Maybe it’s pretentious of me to think the poet Ovid would be well-suited to describe the transformation of the culture over the past three plague-deformed years or so—but good pretentious, like Greta Gerwig and Zach Woods in Whit Stillman’s Damsels in Distress sounding like the right and left fighting over the problem of upstart populism when they discuss what to do with the noisy frats on campus.
Let us sing, then, of chaos and Jupiter!
Who in all of Rome, my fellow citizens, would’ve imagined that the censorship mania of the past three-plus years, fueled partly by panic over Covid, would, among other wonders, turn a member of the Kennedy clan, Robert F. Kennedy Jr., into a possible populist successor to Trump? Already, ABC News has made jarring edits to their “first sit-down interview” with RFK to avoid letting viewers hear the really controversial parts about vaccines, a clumsy move that only makes his supporters more eager to hear him. Ostensibly objective network news won’t even play full clips of people with whom they disagree now?
So it begins! If the establishment is to shift smoothly from corona to coronation of Biden, they can’t let anything too unexpected happen. For an establishment scion himself, RFK suddenly looks not only like a fly in the Democratic primary ointment—another Bernie who must be quietly suppressed—but oddly resembles a fulfillment of perhaps the craziest prophecy of the right-wing QAnon movement, namely that cousin JFK Jr. would be revealed to be secretly alive—and a Trump ally—and would return to restore our constitutional republic. In some versions of the prophecy, Trump has time travel powers, I kid you not. RFK will have to suffice.

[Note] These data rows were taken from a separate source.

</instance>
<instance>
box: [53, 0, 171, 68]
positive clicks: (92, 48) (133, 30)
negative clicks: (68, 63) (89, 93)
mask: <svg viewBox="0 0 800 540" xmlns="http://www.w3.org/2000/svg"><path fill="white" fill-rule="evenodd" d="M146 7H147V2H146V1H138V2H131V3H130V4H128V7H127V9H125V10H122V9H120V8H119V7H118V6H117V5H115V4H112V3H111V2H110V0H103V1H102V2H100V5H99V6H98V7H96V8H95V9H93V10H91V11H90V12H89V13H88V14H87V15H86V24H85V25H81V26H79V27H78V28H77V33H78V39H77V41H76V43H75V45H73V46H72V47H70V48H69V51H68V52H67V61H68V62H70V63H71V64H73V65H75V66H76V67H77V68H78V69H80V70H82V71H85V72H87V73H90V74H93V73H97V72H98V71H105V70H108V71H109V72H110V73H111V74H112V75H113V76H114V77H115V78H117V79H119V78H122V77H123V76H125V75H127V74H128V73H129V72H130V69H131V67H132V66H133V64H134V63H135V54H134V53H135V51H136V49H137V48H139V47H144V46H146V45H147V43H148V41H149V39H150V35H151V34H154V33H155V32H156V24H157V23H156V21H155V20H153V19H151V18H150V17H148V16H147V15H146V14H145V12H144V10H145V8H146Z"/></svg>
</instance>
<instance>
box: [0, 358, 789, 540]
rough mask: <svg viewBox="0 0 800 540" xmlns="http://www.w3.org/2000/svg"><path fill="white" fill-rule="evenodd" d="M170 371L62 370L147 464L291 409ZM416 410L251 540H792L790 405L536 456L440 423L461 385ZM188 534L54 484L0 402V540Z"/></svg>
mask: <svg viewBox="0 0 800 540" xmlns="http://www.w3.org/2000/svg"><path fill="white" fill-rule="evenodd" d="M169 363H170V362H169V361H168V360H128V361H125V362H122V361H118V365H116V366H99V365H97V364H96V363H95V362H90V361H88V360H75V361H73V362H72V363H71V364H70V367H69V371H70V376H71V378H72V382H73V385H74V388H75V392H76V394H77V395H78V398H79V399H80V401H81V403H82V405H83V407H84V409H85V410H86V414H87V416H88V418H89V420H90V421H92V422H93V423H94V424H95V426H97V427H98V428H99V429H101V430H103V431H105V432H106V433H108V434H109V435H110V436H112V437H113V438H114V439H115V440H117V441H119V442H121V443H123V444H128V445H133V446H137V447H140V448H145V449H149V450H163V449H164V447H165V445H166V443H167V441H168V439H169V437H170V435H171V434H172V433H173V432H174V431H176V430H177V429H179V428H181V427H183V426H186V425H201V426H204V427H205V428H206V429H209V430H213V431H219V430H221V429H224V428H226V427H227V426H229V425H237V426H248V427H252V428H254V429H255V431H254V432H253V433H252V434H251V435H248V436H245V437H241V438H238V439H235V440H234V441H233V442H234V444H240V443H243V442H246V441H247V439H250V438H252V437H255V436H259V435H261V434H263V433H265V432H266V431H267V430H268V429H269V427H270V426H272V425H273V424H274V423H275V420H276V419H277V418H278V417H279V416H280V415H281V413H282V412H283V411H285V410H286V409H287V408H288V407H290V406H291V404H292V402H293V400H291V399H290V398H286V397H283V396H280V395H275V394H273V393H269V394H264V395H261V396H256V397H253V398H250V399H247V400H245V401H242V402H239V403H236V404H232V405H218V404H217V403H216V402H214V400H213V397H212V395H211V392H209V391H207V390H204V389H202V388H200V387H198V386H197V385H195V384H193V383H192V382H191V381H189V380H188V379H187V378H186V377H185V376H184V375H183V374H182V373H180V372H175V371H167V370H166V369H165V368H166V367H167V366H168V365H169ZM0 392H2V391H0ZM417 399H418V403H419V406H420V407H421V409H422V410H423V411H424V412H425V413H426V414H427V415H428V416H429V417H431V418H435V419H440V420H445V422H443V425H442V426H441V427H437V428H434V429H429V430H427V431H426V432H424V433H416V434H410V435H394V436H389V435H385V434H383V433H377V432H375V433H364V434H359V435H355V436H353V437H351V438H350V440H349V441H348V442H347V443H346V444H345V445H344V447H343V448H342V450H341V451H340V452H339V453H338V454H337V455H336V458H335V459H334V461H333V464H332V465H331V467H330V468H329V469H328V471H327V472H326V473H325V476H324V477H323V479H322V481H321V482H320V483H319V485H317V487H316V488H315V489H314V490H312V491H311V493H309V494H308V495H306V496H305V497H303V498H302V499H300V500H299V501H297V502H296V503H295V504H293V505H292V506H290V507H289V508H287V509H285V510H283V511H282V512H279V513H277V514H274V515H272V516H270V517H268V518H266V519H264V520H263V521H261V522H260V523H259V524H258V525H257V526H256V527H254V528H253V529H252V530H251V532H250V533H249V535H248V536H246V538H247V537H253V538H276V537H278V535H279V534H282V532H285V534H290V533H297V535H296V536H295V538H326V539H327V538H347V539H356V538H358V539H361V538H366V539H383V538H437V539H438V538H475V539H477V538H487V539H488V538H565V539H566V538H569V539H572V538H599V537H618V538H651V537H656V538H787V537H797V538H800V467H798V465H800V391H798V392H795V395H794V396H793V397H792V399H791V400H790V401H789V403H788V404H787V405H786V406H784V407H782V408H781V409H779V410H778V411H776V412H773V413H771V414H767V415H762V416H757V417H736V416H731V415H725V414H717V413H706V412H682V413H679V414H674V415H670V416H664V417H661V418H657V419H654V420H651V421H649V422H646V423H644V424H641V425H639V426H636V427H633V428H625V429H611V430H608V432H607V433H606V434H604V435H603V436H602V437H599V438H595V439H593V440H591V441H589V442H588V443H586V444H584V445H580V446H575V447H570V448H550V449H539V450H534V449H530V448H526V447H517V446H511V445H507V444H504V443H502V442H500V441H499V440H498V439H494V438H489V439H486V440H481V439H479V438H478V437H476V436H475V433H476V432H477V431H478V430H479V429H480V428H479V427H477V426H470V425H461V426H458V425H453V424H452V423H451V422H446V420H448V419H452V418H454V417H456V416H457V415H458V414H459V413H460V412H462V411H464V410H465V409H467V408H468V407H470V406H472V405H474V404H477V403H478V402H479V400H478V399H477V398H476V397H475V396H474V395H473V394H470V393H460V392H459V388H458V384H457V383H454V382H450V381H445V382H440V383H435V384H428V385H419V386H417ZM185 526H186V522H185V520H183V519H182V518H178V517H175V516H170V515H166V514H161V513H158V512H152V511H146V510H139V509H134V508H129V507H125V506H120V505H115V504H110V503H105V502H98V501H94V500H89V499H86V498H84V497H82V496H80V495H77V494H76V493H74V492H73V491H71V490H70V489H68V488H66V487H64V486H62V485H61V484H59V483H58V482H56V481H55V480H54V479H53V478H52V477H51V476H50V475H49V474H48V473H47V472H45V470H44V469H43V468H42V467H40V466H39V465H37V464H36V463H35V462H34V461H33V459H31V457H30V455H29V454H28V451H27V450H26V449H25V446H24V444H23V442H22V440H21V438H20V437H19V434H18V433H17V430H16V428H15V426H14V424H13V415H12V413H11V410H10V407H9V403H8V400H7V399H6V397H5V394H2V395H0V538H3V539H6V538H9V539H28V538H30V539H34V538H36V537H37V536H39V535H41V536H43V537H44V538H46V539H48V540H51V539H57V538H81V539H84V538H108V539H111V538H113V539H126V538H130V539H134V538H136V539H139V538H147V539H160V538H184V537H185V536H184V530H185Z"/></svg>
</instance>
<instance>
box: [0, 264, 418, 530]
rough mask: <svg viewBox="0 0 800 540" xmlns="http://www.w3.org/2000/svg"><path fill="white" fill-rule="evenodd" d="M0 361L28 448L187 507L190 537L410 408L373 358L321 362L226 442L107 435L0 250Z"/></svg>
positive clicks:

YouTube has already removed an old cordial conversation between RFK and Mike Tyson, which was done for some technical reason or other but by an amazing coincidence may help the pro-Biden Democratic Party establishment stave off a defection by some black voters.
An increasingly censorious Canada, meanwhile, has for some time been quietly revising its Covid death tolls downward, part of the increasingly popular pretense that nothing too seismic happened over the past three years one way or the other. Panicked demands for change were useful a few years ago, merely trouble-making now that the left is in charge. Best if everyone just stays calm now, apparently.
Not that politicians will forget the terrible authoritarian lessons they learned over the past three years, even if the public manages to forget all the fear and economic losses. The U.S. ambassador to Mexico, for instance, wants a global anti-fentanyl regime modeled on the anti-Covid regime, evidence that every government program is treated as a precedent—and thus that no government program should ever be instituted in the first place. The government can metamorphose anything into an anti-drug crackdown if the mood strikes them.
As usual, I must clarify that I’m not saying Covid doesn’t exist, and even now, barely a week goes by without some news such as India being beset by the Arcturus variant (really) or some other new sci-fi-sounding, ever-mutating designation. It seems only yesterday that Gates, Fauci, and Republican lawmakers were united in pushing for $5 billion to spend on a Covid vaccine initiative, and the establishment isn’t about to just forget the power it briefly wielded, rightly or wrongly, to move heaven, earth, and mountains of cash.
As Bret Stephens admirably admitted in a New York Times piece, even if studies suggest mask mandates accomplished nothing, it doesn’t seem as though the establishment is in any mood to learn from that. Here in New York, though, the city government has suddenly, thanks to Covid, rediscovered the fact that mask-wearing facilitates burglaries, so there’s still some hope for pragmatism to override dogmatism once in a while.
Make no mistake, political calculations tend to come before cold scientific ones. The same establishment that tells you you’re scum for not listening to scientists will dismiss the scientists when they go off-message.
Recall the increasingly loathsome Stephen Colbert mocking the Department of Energy when it concluded a lab leak was the likely origin of Covid, urging his audience to laugh at the DOE—not Beijing!—directing lines like “Stay in your lane!” at the DOE experts for not being medical doctors, as if stand-up comedians are in their lane training the pliant, clapping public what to think about public health crises.
So head-spinning have the dogmatic pronouncements and subsequent reversals of the past few years been that it’s only natural for some people to metamorphose from being old-fashioned viewers who trust ABC’s edits or Colbert’s mockery into being fringe-friendly truth-seekers delighted, for example, to see Benny Johnson tweet, “Reporter who exposed Hunter Biden laptop drops BOMBSHELL trove of Fauci emails proving panicked lab leak cover-up.” Who by now expects the truth to get out any other way, really?
As I’ve warned before, the safe bet is usually that no matter which way the gods direct the winds of fact and circumstance, though, the end result will somehow always be recommendations for a tighter control grid. Whatever else was learned from the convolutions and changes of the past few years, the government’s Centers for Disease Control may well have learned your cellphone metadata. The CDC bought about 55 million Americans’ phone data records to track and sample compliance with lockdown rules.
You may say privacy violations are necessary when there’s a crisis to tame. I say happy is the man who has broken the chains which hurt the mind, and has given up worrying once and for all.